Ivy reaches up and grasps Selina’s hand. Their eyes meet. It’s going to take a lot more than just water, sunshine, and fertilizer to make Ivy whole this time. They both know it, but neither speaks it. Instead Ivy simply whispers, as weak as the tiny kittens now feeding off of Duchess, “Thank you.”
“That’s what friends are for,” Selina whispers in response, aware both that she has too few friends to ever want to lose one and that there have been so many times in their past when Ivy and she have come close to becoming more than friends. Hell, Harley was the reason they pulled away more times than anything else.

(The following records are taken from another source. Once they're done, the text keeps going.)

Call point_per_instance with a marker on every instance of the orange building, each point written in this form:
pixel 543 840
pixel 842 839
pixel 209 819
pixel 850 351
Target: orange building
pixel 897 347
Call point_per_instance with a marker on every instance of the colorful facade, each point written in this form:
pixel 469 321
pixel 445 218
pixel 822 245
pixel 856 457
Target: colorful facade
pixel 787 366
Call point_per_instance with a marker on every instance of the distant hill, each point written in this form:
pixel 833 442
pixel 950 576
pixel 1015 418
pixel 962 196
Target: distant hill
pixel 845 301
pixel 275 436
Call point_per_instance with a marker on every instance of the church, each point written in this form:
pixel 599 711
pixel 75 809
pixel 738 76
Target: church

Harley’s the reason she left their little makeshift family when she could feel herself wanting more with Ivy than just being the clown’s parents. And Harley is the reason why Ivy is almost dead now.
“You’re not going anywhere, Red,” Selina whispers, her voice made thick and husky with emotions, not the least of which is regret she will never voice. “Just lay back. I’ve got you.”
Ivy does so with a groan, tilting her head all the way back over the end of the tub. Selina stays beside on her knees, scooping water up in her gloved hands and washing it over Ivy, who needs it as much as humans need oxygen. Chlorophyll crosses her mind, and Sel wonders idly where she could obtain some.
Her next thought almost stops her in her tracks as she wonders who, if anybody, would ever take this same kind of care with her. Ivy’s rescued Harley more than once, but would she ever do the same for her? She already knows, too clearly and too painfully, how much she can not trust Bruce. Arizona’s long gone, and normally, it’s just Sel and her cats.
Two felines twine around Selina’s ankles. She looks down at them and smiles through her unshed tears. With her free hand, she takes turns stroking Diana and Isis, the two most loyal and loving beings she’s ever known. “Yeah,” she whispers, “I know you’ve got me.” She looks back up at Ivy, who is now fast asleep. “And I’ve got you, Red, for better or worse.”